Perlahan Umi mengangkat muka, menentang muka Umar.

“Tidak usah aku jelaskan kenapa, Umar. Pokoknya aku minta kita putus. Kita berpisah saja. Itu yang terbaik, dan suatu saat kau juga akan tahu alasannya. Maafkan aku.”

Walau dilatari getaran, tegas sekali kalimat yang meluncur dari bibir Umi. Setelah itu ia bangkit dan masuk kembali ke ruang tengah.

Umar terngaga. Hendak ditangkapnya lengan gadis itu. Tapi gerak perginya lebih cepat.

Sang pemuda menggeleng-geleng. Helaan nafasnya menyatakan kepedihan dalam yang sedang mendera dadanya.

*

Umi merasa baru kali ini emaknya marah lagi padanya sejak ia menjadi seorang gadis. 

Sepulangnya Umar, perempuan itu mengajaknya bicara di dapur.

“Emak dengar kamu minta putus dari Umar. Apa masalahnya? Selama ini emak lihat kalian akur-akur saja,” kata Bu Asma. “Sudah tiga tahun kalian pacaran. Kalau begini caranya, kau akan membuat Umar sangat sakit.”

Umi kembali terisak. Matanya pun kian sembab.

“Jangan menangis saja, Nak. Beri penjelasan agar emak tahu apa sebenarnya yang terjadi. Agar terang nantinya bagi Umar juga,” desak sang emak.

“Tidak ada apa-apa, Emak,” jawab Umi pelan.

Emaknya terkekeh. “Masa iya, tidak ada apa-apa langsung minta putus, minta pisah dari orang yang sudah begitu lama dipacari? Emak tidak senang dibohongi,” tekannya. Umi menggeleng-geleng. Tatap matanya seperti meminta emaknya untuk tidak mencecarnya.

Tapi perempuan di depannya itu seakan-akan tak mau memberi kesempatan pada anaknya untuk menghindar. 

“Atau kau sedang tertarik dengan pemuda lain?”

Melebar mata Umi mendengar pertanyaan emaknya. Tatapannya menghujam, membalas pandangan Bu Asma yang telah lebih dulu melembing.

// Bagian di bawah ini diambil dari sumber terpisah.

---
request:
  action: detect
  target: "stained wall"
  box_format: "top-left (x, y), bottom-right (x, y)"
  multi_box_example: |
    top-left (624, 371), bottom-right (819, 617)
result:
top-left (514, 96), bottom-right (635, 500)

“Ya, Emak. Saya sudah menemukan pemuda lain yang lebih baik…”

“Sembarangan kamu!” sentak Emak. “Kau sadar dengan apa yang baru kau ucapkan itu? Tidakkah kau berpikir bahwa kamu itu perempuan, yang tidak boleh seenaknya gonta-ganti pacar? Tidakkah pula perasaanmu membaca kekecewaan hebat orang lain yang sudah begitu mencintaimu, yang sudah begitu percaya padamu?”

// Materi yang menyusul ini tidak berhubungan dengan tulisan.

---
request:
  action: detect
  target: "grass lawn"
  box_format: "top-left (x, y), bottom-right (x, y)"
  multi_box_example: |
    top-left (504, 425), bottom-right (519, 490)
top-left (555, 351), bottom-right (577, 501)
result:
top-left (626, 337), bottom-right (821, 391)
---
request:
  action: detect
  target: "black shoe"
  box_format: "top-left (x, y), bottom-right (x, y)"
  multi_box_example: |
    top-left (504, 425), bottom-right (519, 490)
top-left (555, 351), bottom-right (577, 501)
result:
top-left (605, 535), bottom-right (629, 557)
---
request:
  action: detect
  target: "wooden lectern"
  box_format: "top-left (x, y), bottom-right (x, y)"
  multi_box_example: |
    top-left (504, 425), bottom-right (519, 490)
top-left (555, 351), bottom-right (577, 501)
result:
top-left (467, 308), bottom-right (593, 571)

Bu Asma berdiri, berkacak pinggang, menunjukkan ketidaksenangannya atas pengakuan anak gadisnya.

Umi memilih diam saja, tak menjawab, kendati terus meluncur kata-kata penyesalan bercampur tekanan dari emaknya.

Sampai Bu Asma lelah sendiri dan dengan kaki menghentak-hentak meninggalkan dapur.

**

Jam dua malam pintu diketuk keras. Paman Budi pulang, dalam keadaan mabuk lagi. Umi yang masih terjaga enggan keluar kamar untuk membukanya. Ia benci lelaki itu. Ada suara langkah kaki emaknya menuju ruang tamu.

Umi menutup telinga dengan bantal. Tak ingin didengarnya keributan, tak ingin ia dengar emaknya dimaki-maki pula, seperti malam-malam sebelumnya selama dua tiga bulan terakhir, sejak suami emaknya itu kawin lagi.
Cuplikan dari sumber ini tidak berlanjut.